Consider the Sparrow: A story of Love by Bessie Mathias ISBN 1-88477893-3, perfect bound 332 pages. Published by Old Mountain Press. To order send check or money order for $7.95 plus $3.00 P&H to Helen M. Miles,  Five Miles Farm, 24190 Breezy Point Road, Onancock, VA 23417.  E-mail: k_miles at conknet.com


This book was the long-held dream of my deceased mother, Bessie Mathias. As the Editor and her daughter, I would like to dedicate this story of love to my parents, Bessie and Allison Mathias. I hope that you can see in the story how my parents, as Anthony and Jennifer, exemplified for me the timeless values portrayed in this tale of their lives and courtship.
Hellen Mathias Miles

     Consider the Sparrow: A Story of Love is a novel by Bessie Mathias, who, shortly before she died in 1976, finished writing the story of her life. Her daughter, Helen Mathias Miles, inherited the manuscript and has fulfilled her mother’s dream of publishing her life’s story. The story is based on the real lives of Bessie Mathias’s family, who lived near a small town in Cataraugus County in upstate New York. It takes place at the end of the nineteenth century when sins and virtues were clear, and hardships taken as a matter of course. The main characters in Part I are Wayne and Daphne (the author’s parents) who fall in love and experience the joys and trials of life on a farm in the 1890's. Nora, who has long secretly cared for Wayne, realizes her dream has been shattered as Wayne has chosen Daphne. Yet, her hopes are rekindled when, after the birth of her third child, Daphne succumbs to a fever. Part I ends as Wayne is faced with having to abandon this third child, Jessie (the author), to the care of a neighboring farm family, to leave with Nora and his other two children to find work in another part of the state. 

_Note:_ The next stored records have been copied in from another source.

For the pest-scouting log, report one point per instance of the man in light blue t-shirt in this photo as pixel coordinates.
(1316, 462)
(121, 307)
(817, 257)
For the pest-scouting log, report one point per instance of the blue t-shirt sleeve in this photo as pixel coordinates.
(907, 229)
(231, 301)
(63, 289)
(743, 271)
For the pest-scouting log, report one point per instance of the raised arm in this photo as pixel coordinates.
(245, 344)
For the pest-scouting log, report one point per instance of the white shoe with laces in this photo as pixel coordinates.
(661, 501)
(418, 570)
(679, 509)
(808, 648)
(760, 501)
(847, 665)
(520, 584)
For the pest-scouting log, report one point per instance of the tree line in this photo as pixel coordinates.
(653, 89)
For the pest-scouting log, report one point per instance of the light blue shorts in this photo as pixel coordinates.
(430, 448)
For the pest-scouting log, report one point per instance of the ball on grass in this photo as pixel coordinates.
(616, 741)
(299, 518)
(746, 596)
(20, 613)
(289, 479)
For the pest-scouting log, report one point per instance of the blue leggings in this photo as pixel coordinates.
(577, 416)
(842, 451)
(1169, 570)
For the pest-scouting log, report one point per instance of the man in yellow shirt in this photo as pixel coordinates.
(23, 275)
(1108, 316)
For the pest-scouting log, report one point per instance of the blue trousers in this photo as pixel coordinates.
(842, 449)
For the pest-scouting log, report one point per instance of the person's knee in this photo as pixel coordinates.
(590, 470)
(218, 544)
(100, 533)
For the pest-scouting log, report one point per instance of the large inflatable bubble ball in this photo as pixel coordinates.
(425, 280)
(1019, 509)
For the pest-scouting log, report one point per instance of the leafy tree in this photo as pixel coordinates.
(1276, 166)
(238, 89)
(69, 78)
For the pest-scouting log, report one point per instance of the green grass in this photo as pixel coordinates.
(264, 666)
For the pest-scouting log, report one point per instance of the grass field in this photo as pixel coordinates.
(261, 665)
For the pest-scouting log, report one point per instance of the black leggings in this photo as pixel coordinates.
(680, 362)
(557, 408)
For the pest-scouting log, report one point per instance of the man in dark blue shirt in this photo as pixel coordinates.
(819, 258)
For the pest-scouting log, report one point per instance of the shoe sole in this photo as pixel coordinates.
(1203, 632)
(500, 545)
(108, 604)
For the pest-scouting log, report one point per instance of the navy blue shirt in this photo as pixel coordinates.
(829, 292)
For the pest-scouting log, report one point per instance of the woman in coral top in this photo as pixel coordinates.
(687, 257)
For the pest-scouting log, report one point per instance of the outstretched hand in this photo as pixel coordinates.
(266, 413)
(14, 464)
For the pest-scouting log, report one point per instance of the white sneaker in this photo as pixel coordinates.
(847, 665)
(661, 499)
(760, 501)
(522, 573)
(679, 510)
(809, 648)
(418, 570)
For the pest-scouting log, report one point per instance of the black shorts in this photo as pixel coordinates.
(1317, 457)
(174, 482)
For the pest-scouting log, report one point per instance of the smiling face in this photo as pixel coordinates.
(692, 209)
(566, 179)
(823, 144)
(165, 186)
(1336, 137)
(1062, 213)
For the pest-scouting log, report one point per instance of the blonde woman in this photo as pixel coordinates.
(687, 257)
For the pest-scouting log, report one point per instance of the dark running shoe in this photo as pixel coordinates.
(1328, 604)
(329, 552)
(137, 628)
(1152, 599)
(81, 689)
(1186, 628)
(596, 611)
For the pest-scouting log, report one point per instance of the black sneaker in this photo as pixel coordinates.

 Part II describes the trials and coming of age of orphan Jessie, renamed Jennifer,  as she overcomes a crippling attack of polio and the wrath of a harsh and resentful adoptive mother, to blossom into a spirited and lovely young woman. She is touched by grace throughout her life as she, with the love of her adoptive father, PaJay, and aid from a secret benefactor, discovers her lost family and meets Anthony, also an orphan and the man of her dreams. 

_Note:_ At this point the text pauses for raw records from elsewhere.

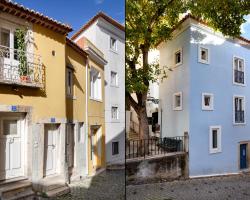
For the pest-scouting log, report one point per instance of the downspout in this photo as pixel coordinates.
(86, 116)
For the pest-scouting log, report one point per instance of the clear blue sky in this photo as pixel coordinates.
(77, 12)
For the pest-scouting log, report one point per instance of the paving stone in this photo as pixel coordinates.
(215, 188)
(108, 185)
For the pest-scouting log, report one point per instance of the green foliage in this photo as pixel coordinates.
(149, 22)
(21, 51)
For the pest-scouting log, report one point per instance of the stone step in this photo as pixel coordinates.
(58, 192)
(15, 189)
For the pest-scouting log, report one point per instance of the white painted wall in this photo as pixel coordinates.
(99, 34)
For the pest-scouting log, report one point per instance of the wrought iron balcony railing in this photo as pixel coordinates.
(238, 76)
(21, 68)
(239, 116)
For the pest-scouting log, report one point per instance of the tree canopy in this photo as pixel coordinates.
(149, 22)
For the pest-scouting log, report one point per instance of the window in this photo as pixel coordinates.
(239, 71)
(215, 139)
(95, 84)
(115, 148)
(203, 55)
(207, 101)
(81, 133)
(114, 79)
(177, 101)
(114, 112)
(178, 57)
(113, 44)
(5, 42)
(10, 127)
(239, 109)
(69, 82)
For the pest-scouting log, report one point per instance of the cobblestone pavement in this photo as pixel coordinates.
(235, 187)
(108, 185)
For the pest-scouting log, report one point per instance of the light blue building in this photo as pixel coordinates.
(207, 94)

     Consider the Sparrow tells of a time when life, though harsh, was marked by small joys, simple pleasures, and well-defined virtues. This story perhaps reflects the author’s remembrance of a time and place in ways that soften reality, and as such, may appear to some as idealized. Yet, it is told with such innocence and love, that it cannot be easily dismissed, nor readily forgotten.